Thesis project in Anthropologie sociale et historique

Under the supervision of Laurent Dousset.

Ongoing thesis at Paris, EHESS , under the authority of École doctorale de l'École des hautes études en sciences sociales since 01-12-2007 .

  • Alternative Title

    When the State interferes with "tradition" : the struggle of the Noongars of the Australian South West for their recognition


  • Abstract

    This thesis seeks to account for the responses that the Noongar Aborigines from the South West of Western Australia display to the discourses of "tradition" and "modernity" that are built within institutions and by state actors, with whom they interact and to which they are in turn confronted. The study of these discourses, the conditions of their production and their effects makes it possible to consider the concepts of “tradition” and “modernity” as means of action and social techniques mobilised to eliminate cultural difference in the implementation of a “common becoming”. The Australian state produces its own antagonistic definitions of “tradition” and “modernity”, categories thought to be mutually exclusive. In some contexts, Noongars are expected to be “traditional”, while in others they must be “modern”. The Noongars are thus caught in a contradiction: they tend towards “modernity” to remain “traditional” and, conversely, they are kept in their “traditions” when they have to show “modernity”. In their various attempts to integrate into the Australian nation, while retaining their specificities, the Noongars are redefining their “cultural identity”. For this, they appropriate, challenge, negotiate the image of the Aboriginality presented to them and shape their own contemporary identity, without radically opposing the national myth of Aboriginality. By analysing the various processes by which the Noongar Aborigines claim their recognition and attempt to acquire a degree of sovereignty within a nation-state, this thesis enriches reflections on Indigeneity as a political and contingent category.
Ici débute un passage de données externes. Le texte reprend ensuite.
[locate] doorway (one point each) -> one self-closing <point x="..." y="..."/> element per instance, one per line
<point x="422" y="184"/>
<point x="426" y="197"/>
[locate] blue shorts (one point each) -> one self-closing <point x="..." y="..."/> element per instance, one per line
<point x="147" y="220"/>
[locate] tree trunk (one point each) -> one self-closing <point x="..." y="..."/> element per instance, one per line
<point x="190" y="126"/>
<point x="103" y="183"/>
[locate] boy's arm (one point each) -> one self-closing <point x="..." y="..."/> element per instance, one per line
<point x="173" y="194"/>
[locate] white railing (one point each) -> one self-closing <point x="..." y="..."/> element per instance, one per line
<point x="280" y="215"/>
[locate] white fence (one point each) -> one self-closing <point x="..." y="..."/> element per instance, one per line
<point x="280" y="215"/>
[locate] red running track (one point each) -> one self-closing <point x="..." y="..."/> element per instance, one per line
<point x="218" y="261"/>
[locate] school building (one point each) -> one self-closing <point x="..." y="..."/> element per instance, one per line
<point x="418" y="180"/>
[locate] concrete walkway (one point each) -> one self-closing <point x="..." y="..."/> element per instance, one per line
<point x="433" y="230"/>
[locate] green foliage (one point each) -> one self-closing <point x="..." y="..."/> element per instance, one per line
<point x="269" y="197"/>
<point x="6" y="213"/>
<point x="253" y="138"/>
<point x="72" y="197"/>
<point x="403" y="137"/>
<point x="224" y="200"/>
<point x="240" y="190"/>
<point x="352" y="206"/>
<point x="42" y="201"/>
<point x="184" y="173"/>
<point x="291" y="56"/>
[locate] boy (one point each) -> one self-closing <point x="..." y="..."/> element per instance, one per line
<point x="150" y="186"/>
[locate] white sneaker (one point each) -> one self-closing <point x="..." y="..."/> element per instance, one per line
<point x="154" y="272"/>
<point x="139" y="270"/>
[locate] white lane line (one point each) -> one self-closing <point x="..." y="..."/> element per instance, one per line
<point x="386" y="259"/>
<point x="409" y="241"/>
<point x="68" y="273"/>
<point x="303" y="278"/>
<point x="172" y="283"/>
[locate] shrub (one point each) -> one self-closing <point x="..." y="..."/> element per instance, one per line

It is about addressing indigenous issues as discursive realities that need to be analysed in the particular ethnographic contexts in which they are produced and articulated.


  • Abstract

    Cette thèse cherche à rendre compte des réponses que les Aborigènes Noongars du sud-ouest de l’Australie Occidentale déploient face aux discours sur la « tradition » et la « modernité » qui sont construits au sein des institutions et par les acteurs de l’État avec lesquels ils interagissent et auxquels ils sont tour à tour confrontés. L’étude de ces discours, des conditions de leur production et de leurs effets permet d’envisager les concepts de « tradition » et de « modernité » comme des moyens d’action et des techniques sociales mobilisés pour éliminer la différence culturelle dans la mise en œuvre d’un « devenir commun ». L’État australien produit ses propres définitions antagonistes de la « tradition » et de la « modernité », catégories pensées comme étant mutuellement exclusives. Dans certains contextes, il est attendu des Noongars d’être « traditionnels », alors que dans d’autres ils doivent se montrer « modernes ». Les Noongars se trouvent ainsi pris dans une contradiction : ils tendent vers la « modernité » pour rester « traditionnels » et, inversement, ils sont maintenus dans leurs « traditions » lorsqu’ils doivent faire preuve de « modernité ». Dans leurs diverses tentatives de s’intégrer à la nation australienne tout en conservant leurs spécificités, les Noongars redéfinissent leur « identité culturelle ». Pour cela, ils s’approprient, contestent et négocient l’image de l’Aboriginalité qui leur est présentée et se façonnent une identité contemporaine propre, sans pour autant s’opposer radicalement au mythe national de l’Aboriginalité. En analysant les divers processus par lesquels les Aborigènes Noongars revendiquent leur reconnaissance et tentent d’acquérir un degré de souveraineté au sein d’un État-nation, cette thèse enrichit les réflexions sur l’autochtonie en tant que catégorie politique et contingente. Il s’agit d’aborder les questions autochtones comme des réalités discursives devant être analysées dans les contextes ethnographiques particuliers où elles sont produites et articulées.